Frühchen in Hamburg 2010 an Keimen gestorben

Zwei Frühchen, die sich mit einem ähnlichen Keim wie die gestorbenen Bremer Frühgeborenen angesteckt hatten, sind in einem Hamburger Krankenhaus im Januar 2010 gestorben.

Bei zwei weiteren Frühgeborenen seien die Bakterien nachgewiesen worden, die Kinder seien jedoch ohne Symptome geblieben, sagte der Sprecher des Altonaer Kinderkrankenhauses, Rainer Süßenguth, und bestätigte einen Bericht des "Hamburger Abendblattes". Wie die Zeitung berichtete, wurde der Fall erst jetzt bekannt.

Süßenguth sagte, es habe sich um einen ESBL-Keim gehandelt. Gegen diesen seien verschiedene Antibiotika nicht wirksam. Auch bei den drei in einem Bremer Klinikum gestorbenen Frühchen waren ESBL-Keime nachgewiesen worden. Allerdings war es in Hamburg - anders als in Bremen - ein ESBL-E.coli, erklärte Süßenguth. Die Frühchen seien damals isoliert worden. Die Station musste allerdings nicht vollständig geschlossen werden.

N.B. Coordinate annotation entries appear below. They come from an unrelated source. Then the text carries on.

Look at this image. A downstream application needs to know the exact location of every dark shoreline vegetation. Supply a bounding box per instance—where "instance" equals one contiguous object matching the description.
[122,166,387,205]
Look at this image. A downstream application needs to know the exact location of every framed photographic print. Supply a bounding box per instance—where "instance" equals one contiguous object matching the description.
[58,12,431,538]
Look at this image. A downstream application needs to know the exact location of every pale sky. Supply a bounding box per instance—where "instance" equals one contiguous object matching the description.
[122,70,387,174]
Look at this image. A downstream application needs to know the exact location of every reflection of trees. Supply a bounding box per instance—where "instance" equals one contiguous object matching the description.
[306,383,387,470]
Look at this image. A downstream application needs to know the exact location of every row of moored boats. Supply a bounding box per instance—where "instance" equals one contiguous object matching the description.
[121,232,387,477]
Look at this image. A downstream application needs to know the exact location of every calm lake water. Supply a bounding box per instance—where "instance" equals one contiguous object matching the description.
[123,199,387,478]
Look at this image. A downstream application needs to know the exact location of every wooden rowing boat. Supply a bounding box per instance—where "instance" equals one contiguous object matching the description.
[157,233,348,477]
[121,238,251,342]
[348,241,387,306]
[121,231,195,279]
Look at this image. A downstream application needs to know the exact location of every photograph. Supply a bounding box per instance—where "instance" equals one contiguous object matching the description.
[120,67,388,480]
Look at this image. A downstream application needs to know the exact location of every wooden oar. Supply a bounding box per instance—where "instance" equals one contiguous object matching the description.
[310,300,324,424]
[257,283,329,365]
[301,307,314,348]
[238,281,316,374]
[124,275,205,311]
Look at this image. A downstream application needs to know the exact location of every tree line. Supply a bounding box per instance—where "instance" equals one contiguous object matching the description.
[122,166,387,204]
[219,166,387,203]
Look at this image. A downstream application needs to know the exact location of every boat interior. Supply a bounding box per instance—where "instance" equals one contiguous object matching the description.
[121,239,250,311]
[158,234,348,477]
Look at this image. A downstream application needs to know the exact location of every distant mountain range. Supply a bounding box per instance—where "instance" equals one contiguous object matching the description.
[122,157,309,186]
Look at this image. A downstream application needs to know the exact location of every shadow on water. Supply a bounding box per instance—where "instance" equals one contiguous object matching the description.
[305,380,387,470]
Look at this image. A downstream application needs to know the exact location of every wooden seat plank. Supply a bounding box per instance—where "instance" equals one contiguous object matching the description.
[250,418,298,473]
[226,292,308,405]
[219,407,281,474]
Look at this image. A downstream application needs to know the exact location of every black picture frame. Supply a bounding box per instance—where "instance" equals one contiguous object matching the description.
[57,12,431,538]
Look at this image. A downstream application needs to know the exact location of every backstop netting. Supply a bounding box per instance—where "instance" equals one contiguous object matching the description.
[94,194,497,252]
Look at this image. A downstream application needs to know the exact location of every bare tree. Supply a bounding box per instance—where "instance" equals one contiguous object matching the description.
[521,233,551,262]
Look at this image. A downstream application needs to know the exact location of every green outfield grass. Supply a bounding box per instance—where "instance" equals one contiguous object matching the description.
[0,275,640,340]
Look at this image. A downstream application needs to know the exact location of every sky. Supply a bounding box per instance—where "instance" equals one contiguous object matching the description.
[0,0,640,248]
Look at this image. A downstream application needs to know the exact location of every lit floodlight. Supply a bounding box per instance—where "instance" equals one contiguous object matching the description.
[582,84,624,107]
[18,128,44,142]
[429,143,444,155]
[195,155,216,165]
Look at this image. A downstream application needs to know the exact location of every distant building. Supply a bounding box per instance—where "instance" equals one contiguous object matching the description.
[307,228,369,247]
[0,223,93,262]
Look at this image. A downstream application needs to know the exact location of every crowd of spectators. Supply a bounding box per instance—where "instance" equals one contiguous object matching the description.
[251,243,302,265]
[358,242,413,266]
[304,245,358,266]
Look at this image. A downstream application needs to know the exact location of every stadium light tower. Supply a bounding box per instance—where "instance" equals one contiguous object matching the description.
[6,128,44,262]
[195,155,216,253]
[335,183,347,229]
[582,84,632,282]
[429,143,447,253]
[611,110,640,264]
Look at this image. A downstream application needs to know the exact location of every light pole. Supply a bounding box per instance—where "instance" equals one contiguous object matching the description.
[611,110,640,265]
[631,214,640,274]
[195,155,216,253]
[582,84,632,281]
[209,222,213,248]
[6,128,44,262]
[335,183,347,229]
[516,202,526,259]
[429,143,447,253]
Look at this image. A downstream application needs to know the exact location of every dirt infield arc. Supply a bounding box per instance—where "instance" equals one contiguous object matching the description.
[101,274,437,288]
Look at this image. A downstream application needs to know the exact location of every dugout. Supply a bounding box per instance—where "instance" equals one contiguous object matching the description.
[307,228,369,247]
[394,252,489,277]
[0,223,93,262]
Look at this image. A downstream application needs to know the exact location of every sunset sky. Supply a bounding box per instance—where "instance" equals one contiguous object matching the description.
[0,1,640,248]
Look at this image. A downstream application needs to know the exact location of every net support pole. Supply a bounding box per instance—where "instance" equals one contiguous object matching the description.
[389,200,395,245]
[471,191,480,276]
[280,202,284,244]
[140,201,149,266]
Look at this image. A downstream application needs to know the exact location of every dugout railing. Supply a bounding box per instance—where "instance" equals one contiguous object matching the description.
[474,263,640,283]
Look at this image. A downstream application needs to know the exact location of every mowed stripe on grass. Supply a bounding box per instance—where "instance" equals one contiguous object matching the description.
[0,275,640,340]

Auch auf der Frühchenstation der Hamburger Asklepios-Klinik in Hamburg-Barmbek waren im September bei insgesamt 18 Kindern multiresistente Keime festgestellt worden. Die Behandlung mit Antibiotika war jedoch erfolgreich. Rund zwei Wochen lang war die Station gesperrt.

Die Ursache für die tödliche Keiminfektion der drei Babys in einer Bremer Klinik ist weiterhin unklar. Die Quelle konnte auch am Freitag nicht identifiziert werden. Das Bundesgesundheitsministerium will unterdessen die gerade erst geänderten Vorschriften des Infektionsschutzgesetzes wieder auf den Prüfstand stellen. Das Klinikum Bremen-Mitte will schnell mit der radikalen Desinfektion der Frühgeborenen-Intensivstation beginnen. Die noch auf der Station befindlichen 15 Kinder werden auf eine andere isolierte Station verlegt.